Due fratelli abituati a nascondere i bisogni sotto al tappeto, tanto di polvere non ce ne stava.

Tanto arrendevole l’uno quanto più forte si incaponiva l’altra. Perché lo strummolo è una trottola, un giocattolo per bambini con la punta acuminata, e nelle mani di Minuccia può fare davvero male.

Minuccia che, man mano che cresce, fa il bello e il cattivo tempo, su di lei si allungano le ombre di una città oscura, violenta e capricciosa. Lei con le sue vendette da fattucchiera e l’umore volubile di chi ha sempre e solo desiderato ardentemente nella vita. Lei che si prende lo spazio pure nel libro che porta il nome del fratello.

I protagonisti, uniti da amore e odio, da desideri comuni, guardando sempre con invidia ciò che la vita dona e nega all’altro e che per un crudele gioco del destino saranno uniti per sempre, anche fuori dalle mura domestiche cercheranno l’amore nelle stesse persone.

Ma alla fine chi sono i cattivi e chi i buoni? Uvaspina che si fa spremere da tutti, come il frutto di cui prende il nome, Minuccia, a cui avrei voluto dare tutte le mazzate che la madre non sapeva darle (per evitare l’arresto aggiungerò che sto parlando di una Minuccia adulta)?

O forse gli uomini? Tutti questi uomini che circondano le loro vite, da un punto di vista superficiale, tanto amati e mai veramente coinvolti, giochi tra le loro mani, come la trottola tra fratello e sorella, eppure nessuno in grado di dimostrare di più, di più di un semplice interesse, di più persino dell’amore, tutti pronti a lavarsi le mani, a trovare un modo per acconciare le cose, che quello che succede in famiglia nessuno deve saperlo.

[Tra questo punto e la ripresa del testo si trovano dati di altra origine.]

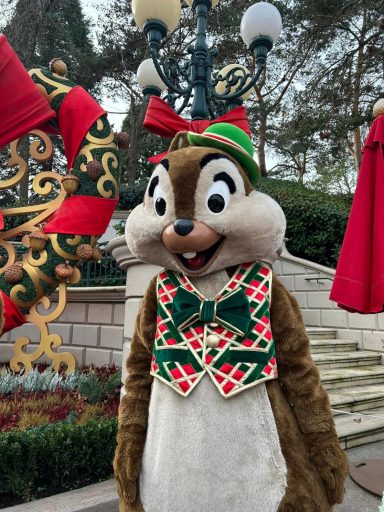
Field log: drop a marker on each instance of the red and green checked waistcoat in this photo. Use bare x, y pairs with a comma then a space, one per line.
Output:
181, 357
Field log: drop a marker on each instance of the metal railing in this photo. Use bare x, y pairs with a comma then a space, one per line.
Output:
102, 273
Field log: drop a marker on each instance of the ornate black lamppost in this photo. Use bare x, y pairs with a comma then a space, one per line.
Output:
260, 27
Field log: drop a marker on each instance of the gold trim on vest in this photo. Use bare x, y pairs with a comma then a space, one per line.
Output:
182, 356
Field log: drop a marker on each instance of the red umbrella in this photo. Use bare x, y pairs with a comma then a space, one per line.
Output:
359, 279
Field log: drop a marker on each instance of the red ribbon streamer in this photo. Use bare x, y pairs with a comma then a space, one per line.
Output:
82, 215
22, 107
77, 114
359, 279
162, 120
13, 317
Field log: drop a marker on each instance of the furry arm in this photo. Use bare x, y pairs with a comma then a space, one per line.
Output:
133, 411
300, 382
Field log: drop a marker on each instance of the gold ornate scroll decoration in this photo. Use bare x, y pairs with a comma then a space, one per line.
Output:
48, 342
40, 150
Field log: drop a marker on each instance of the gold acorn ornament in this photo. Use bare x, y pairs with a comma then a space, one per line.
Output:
64, 271
70, 183
37, 240
59, 67
14, 273
378, 108
94, 170
85, 252
97, 254
123, 140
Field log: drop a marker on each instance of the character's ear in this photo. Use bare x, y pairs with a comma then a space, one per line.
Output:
180, 141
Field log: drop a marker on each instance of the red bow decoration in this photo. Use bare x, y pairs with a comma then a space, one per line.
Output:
162, 120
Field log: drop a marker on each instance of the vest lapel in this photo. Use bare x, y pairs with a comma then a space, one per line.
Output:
181, 358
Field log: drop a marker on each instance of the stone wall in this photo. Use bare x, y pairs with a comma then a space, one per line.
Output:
91, 327
311, 283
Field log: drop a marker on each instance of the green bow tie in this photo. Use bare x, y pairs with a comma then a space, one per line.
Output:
232, 312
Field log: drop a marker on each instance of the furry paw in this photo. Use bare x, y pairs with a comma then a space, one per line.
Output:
332, 466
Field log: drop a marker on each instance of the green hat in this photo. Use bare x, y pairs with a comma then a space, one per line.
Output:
232, 140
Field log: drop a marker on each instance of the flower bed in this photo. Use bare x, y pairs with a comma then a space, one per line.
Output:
56, 433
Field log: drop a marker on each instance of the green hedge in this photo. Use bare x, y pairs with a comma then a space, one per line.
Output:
55, 458
316, 221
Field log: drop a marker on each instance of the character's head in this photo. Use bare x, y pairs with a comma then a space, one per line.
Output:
201, 212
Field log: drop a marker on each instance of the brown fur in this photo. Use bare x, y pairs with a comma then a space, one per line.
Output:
133, 411
182, 154
317, 467
303, 416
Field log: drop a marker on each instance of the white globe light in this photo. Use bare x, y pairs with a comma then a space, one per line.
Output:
147, 75
261, 19
221, 86
214, 2
167, 11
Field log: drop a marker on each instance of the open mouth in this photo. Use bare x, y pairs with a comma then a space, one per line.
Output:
195, 261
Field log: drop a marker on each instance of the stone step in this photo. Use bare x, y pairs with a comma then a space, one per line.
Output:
360, 430
356, 399
337, 378
346, 359
319, 333
330, 345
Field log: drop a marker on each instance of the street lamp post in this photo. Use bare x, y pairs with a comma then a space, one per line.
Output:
260, 27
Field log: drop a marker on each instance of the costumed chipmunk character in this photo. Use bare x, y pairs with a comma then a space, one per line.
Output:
223, 407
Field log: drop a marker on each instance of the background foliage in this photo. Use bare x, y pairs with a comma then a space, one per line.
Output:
55, 458
309, 114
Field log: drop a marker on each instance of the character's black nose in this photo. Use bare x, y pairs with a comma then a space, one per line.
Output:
183, 226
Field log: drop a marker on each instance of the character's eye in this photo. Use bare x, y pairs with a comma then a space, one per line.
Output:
159, 201
218, 197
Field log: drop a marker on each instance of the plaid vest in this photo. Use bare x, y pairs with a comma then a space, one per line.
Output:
182, 357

Uvaspina è un libro triste, che ti fa abboccare, e tu stai lì che aspetti il bello, lo sbocciare, e invece l’amore è centellinato, solo attimi, sottratti alla crudeltà della vita. Attimi che paghi cari. Eppure è un libro che porta il fuoco e un po’ te lo mette dentro, piano, piano, non te ne accorgi, ma ti prende una frenesia, di fare, di dare un nome alle cose che senti, neanche tu (lettore) ci puoi stare con il culo per terra, devi girare, insieme allo strummolo che siamo tutti un po’ vittime di antichi rituali, e ci dobbiamo sottostare.

Oriana D'Apote

Oriana D'Apote classe ’93 un pendolo che oscilla tra la Puglia e l’Abruzzo. La mia prima natura è quella di ascoltatrice di storie, con l'animo inquieto sempre alla ricerca di qualcosa, il dettaglio, la poesia. Sogno di acquistare centinaia di fiabe illustrate, leggo storie crude. Vivo come il protagonista di un noir a colori dove alla fine prenderò il cattivo, risolverò il caso.